Graphene, the one-atom-thick "wonder material" made of carbon, has another potential use in the world of high-speed electronics – as a tool that can focus a stream of electrons similar to the way an optical lens focuses light. A new prototype reveals that a layer of graphene, when strained through stretching, can act as a two-dimensional lens for electrons. The research, which is published in the American Institute of Physics' (AIP) journal Applied Physics Letters, was produced by an international group of researchers from the Karlsruhe Institute of Technology in Germany and the French National Center for Scientific Research (CRNS).
Graphene is an excellent conductor: electrons flow freely across its surface in straight lines. According to a previously proposed theory, highly strained graphene impedes the flow of electrons, slowing them down and altering their trajectory.

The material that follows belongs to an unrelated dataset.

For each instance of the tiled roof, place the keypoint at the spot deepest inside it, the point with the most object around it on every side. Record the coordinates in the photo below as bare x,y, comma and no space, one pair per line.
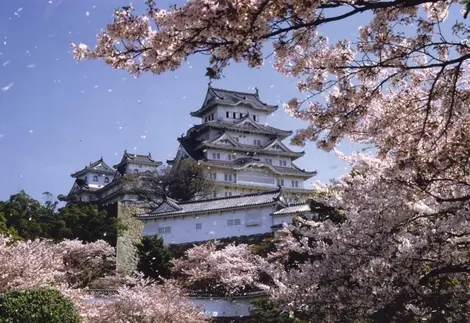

Scientists believed this effect could be used to focus electrons to a fine point – similar to the way an optical lens creates areas of refraction, or bending, to shepherd light to a point.
To create the prototype lens, the team of French and German researchers built a "deformed graphene carpet" that smoothly covers a series of hexagonal nano-holes in a silicon-carbide wafer. Areas of the graphene were strained as they adopted the shape of the holes in the wafer. The researchers found that they could control the focal length of a graphene lens by changing its geometry. Practical applications of this work include uses in high-speed electronics, where strained graphene could act as a transport medium for information exchange between different parts of a circuit. Unlike traditional information exchange, in which electrons flow through cables whose paths cannot cross without a short, the new method would allow electrons an unprecedented freedom of movement, similar to that of light in a vacuum.